Every morning at 10:00 AM, the Tatkal window opens and millions of people try to book a few thousand seats in the same minute. This is the mirror image of live streaming. There, everyone reads the same data, and caching saves you. Here, everyone writes to the same tiny set of rows, and caching can't help you at all, because the one thing you must guarantee is that two people never walk away with the same seat.
What we're building
Functional · what it does
- Search trains and see live seat availability
- Hold a seat while the user pays
- Confirm the booking on successful payment
- Release the hold if payment fails or times out
- Show a fair queue position during the rush
Non-functional · what it must survive
- Never oversell a seat, ever
- Survive millions of attempts in a 60-second window
- A failed payment must not lose the user's money
- Stay responsive (or honestly say "busy") under load
- Be fair: first come should mean first served
The defining constraint is correctness under contention. A streaming glitch annoys someone. A double-booked seat is a person standing in a train with a valid ticket and no seat, and a refund fight. Correctness wins over throughput here, every time.
The shape of the load
Two facts shape everything. First, the contention is concentrated on a handful of rows: one popular train's seat inventory. Second, the vast majority of attempts must fail, because there simply aren't enough seats. A good design fails the losers fast and cheaply, and protects the few winners' transactions absolutely.
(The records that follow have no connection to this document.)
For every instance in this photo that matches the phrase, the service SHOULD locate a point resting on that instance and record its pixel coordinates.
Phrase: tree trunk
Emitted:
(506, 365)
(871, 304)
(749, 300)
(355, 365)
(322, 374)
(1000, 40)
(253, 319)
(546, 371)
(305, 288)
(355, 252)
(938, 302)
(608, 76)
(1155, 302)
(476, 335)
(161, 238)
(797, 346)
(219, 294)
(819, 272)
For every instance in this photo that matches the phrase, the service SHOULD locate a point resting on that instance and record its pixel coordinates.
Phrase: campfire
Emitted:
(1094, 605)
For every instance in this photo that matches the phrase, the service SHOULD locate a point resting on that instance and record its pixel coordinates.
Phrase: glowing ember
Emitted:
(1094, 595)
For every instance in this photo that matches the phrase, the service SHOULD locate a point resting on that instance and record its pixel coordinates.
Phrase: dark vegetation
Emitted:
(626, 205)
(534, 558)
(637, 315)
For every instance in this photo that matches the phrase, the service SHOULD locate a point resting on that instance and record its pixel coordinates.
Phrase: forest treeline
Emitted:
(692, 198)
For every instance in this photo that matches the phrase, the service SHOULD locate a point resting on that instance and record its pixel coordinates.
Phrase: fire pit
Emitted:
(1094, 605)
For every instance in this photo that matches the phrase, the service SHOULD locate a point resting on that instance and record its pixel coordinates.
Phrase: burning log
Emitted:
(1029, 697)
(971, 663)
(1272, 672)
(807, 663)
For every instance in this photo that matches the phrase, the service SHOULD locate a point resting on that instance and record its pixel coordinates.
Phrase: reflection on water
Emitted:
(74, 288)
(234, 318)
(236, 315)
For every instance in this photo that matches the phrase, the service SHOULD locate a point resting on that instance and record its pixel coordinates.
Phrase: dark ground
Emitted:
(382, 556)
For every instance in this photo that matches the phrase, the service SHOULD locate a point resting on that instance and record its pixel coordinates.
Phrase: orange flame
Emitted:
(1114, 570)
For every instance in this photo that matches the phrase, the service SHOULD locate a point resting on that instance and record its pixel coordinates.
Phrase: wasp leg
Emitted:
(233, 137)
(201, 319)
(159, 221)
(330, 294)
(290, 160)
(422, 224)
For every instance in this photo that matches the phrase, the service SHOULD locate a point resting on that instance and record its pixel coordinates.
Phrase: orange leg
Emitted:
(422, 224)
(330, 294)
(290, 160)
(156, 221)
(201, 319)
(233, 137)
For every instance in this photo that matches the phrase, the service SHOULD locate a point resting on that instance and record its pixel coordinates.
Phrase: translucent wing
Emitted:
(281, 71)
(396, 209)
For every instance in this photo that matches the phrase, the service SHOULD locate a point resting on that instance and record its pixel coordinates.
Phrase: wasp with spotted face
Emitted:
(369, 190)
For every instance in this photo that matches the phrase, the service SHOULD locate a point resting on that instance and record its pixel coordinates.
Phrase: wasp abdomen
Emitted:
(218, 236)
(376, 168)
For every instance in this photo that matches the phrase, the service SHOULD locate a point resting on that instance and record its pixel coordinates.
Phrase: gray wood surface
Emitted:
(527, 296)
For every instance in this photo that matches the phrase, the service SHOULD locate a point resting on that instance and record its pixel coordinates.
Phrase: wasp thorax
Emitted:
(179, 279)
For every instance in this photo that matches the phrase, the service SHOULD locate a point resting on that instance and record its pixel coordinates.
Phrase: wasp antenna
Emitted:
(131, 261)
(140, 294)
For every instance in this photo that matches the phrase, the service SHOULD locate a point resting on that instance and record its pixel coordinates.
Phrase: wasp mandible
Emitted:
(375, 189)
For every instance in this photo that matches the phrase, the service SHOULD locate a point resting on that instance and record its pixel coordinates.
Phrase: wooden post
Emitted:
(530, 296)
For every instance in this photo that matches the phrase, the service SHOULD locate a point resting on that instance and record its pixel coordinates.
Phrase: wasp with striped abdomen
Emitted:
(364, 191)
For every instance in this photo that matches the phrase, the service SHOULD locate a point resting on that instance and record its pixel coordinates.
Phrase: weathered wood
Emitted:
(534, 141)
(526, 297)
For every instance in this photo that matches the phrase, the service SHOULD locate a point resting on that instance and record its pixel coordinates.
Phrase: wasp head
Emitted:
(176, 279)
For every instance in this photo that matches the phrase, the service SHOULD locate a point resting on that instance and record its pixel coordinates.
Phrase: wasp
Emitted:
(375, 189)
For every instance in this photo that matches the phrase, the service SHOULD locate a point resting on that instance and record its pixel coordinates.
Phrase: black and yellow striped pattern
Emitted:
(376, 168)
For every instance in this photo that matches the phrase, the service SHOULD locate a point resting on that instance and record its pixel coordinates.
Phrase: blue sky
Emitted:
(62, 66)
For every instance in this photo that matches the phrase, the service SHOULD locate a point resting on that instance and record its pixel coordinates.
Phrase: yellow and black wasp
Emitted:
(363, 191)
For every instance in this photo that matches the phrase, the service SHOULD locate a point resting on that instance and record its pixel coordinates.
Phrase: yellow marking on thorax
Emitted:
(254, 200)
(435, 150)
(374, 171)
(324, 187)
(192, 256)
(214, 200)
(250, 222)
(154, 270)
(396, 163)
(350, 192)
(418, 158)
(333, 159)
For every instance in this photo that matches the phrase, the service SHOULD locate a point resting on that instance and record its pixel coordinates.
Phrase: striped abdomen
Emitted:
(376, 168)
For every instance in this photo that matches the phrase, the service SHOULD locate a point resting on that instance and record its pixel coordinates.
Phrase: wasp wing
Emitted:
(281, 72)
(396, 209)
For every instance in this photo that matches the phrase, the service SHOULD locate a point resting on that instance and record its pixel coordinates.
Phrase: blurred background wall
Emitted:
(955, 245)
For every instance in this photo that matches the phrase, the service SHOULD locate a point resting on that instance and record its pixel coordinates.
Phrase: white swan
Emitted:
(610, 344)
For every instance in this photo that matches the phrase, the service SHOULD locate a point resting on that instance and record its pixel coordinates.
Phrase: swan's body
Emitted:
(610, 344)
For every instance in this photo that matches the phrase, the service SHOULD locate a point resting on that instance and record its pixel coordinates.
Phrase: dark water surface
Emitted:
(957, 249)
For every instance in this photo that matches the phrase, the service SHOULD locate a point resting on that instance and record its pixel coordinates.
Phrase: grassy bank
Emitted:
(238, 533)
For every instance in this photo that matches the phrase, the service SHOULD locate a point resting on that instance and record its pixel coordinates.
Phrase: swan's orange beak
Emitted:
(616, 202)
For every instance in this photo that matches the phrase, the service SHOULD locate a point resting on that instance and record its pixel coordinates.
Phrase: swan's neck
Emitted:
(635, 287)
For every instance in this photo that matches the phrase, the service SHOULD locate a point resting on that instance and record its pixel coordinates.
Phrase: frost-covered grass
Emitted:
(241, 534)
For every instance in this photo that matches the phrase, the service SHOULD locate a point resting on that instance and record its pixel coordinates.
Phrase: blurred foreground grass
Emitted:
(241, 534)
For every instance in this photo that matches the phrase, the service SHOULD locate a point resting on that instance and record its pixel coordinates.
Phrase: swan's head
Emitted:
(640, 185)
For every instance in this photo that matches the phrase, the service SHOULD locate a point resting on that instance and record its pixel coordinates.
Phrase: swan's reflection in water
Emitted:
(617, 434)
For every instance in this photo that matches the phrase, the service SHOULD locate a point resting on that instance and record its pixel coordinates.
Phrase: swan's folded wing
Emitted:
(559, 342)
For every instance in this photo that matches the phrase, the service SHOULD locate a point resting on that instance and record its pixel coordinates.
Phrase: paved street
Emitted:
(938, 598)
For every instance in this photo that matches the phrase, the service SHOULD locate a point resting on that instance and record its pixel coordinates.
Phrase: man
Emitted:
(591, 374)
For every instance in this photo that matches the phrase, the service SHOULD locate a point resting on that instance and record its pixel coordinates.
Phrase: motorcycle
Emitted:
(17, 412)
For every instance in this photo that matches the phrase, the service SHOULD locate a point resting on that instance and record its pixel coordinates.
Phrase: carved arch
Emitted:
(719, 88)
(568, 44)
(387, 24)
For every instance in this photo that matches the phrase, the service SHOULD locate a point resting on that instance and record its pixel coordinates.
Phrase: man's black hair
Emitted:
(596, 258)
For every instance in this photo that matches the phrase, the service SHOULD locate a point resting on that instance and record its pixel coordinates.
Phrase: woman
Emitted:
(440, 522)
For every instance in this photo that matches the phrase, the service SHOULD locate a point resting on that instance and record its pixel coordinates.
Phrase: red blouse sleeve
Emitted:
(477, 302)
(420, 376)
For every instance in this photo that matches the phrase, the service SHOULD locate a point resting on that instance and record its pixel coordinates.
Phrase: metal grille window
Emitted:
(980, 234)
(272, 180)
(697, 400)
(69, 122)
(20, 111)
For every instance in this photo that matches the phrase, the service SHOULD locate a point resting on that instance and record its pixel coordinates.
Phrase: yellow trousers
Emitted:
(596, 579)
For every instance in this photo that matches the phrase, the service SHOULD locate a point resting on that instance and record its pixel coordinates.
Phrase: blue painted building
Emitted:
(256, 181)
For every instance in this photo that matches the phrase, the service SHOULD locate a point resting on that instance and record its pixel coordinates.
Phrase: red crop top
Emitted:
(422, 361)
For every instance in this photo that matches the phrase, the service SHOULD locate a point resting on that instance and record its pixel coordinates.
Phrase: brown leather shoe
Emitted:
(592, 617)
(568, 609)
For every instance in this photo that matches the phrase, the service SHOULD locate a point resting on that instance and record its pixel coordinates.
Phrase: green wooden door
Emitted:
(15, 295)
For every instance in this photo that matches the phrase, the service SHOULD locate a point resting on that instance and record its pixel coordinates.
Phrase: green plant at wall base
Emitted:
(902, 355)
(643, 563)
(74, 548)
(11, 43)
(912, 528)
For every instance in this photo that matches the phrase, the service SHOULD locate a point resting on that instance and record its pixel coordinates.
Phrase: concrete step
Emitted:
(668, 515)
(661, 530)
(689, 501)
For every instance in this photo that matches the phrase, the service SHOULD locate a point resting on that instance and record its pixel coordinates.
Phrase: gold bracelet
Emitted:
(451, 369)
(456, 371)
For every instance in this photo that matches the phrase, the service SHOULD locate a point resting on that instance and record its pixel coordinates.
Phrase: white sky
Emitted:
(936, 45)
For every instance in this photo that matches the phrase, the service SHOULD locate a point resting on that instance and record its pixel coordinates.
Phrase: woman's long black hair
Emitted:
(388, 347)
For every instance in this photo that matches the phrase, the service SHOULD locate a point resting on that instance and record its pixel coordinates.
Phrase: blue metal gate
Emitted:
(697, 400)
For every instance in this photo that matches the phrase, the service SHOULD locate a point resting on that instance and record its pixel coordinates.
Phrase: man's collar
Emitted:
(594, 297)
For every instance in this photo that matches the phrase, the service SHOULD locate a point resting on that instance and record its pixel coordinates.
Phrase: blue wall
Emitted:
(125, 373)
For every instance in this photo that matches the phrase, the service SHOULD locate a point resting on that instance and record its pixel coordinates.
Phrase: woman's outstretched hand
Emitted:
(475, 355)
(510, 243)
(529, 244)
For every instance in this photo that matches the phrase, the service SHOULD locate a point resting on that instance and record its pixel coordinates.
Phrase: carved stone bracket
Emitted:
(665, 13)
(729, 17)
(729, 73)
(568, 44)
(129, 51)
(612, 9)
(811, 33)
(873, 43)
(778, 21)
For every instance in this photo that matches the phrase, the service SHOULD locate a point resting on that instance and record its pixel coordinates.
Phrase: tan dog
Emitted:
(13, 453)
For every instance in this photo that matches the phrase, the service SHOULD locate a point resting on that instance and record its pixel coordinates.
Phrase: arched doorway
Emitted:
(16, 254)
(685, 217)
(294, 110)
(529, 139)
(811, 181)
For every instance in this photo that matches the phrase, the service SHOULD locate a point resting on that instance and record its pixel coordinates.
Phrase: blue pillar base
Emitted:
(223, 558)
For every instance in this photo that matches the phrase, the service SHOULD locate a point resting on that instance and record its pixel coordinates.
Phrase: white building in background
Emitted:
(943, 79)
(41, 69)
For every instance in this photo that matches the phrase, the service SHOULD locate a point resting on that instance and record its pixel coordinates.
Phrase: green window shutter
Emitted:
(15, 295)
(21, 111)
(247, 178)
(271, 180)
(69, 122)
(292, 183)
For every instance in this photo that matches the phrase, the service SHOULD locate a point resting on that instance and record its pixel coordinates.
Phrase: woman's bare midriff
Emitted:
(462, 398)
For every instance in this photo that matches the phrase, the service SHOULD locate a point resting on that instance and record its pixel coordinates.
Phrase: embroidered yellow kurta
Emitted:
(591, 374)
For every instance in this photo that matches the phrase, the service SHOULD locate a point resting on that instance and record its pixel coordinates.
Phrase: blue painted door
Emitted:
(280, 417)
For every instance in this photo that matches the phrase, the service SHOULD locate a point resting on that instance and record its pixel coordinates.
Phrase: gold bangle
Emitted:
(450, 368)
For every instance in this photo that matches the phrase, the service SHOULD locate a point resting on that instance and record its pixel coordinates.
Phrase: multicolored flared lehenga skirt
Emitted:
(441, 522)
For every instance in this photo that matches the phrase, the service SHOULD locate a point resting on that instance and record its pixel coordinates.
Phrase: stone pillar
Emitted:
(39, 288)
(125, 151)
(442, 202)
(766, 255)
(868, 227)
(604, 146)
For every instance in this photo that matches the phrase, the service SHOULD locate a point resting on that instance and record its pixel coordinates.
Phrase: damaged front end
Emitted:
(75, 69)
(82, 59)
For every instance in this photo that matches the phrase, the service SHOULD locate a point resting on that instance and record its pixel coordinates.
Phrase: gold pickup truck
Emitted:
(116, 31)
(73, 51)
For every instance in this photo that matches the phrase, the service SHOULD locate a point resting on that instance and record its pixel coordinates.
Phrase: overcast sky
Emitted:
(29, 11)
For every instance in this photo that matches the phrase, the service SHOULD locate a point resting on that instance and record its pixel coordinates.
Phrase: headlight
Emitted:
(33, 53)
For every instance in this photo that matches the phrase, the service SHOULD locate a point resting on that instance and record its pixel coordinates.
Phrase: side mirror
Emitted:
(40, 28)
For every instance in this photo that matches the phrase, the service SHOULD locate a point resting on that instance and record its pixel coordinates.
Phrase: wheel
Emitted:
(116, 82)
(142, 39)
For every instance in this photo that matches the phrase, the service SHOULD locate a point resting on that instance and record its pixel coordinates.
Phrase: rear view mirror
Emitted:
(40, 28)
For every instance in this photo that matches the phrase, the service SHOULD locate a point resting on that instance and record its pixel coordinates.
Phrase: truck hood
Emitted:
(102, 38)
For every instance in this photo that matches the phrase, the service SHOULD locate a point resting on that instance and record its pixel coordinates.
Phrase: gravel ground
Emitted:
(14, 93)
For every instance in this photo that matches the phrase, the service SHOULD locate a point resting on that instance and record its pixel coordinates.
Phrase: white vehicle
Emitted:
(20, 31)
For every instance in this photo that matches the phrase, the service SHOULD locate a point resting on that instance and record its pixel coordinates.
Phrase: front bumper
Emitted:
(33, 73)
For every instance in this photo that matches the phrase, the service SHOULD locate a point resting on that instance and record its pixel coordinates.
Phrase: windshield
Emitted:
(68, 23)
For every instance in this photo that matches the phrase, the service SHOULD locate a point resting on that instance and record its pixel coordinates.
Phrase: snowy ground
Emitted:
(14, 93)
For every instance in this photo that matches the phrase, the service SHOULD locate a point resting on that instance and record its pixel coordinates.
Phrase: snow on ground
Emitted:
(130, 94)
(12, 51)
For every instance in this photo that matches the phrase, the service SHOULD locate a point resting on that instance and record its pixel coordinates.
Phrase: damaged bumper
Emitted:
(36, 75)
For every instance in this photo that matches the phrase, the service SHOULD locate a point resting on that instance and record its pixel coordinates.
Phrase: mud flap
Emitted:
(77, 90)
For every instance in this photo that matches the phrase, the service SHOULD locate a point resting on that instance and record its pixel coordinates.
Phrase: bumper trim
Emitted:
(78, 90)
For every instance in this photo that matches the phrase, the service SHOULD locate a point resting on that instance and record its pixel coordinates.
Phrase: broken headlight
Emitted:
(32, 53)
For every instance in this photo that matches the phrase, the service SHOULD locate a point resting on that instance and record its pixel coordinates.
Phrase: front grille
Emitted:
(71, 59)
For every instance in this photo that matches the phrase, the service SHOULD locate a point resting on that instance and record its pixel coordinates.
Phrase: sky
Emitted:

The core problem: don't oversell
Naively, booking looks like "read available count, if greater than zero subtract one." That's a classic race. Two requests both read "1 seat left," both think they won, both subtract, and now you've sold the same seat twice.
There are two correct ways to handle this, and you should know both.
Pessimistic locking
Lock the row before touching it: SELECT ... FOR UPDATE. Other writers wait. Reliable and simple to reason about, but the lock serialises everyone through one row, which limits throughput and can pile up waiters under a rush.
Optimistic / atomic update
Don't lock ahead of time. Do the decrement as one conditional statement and let the database's row lock be the gate: UPDATE inventory SET available = available - 1 WHERE id = ? AND available >= 1. If it updates zero rows, you lost. Short locks, high throughput.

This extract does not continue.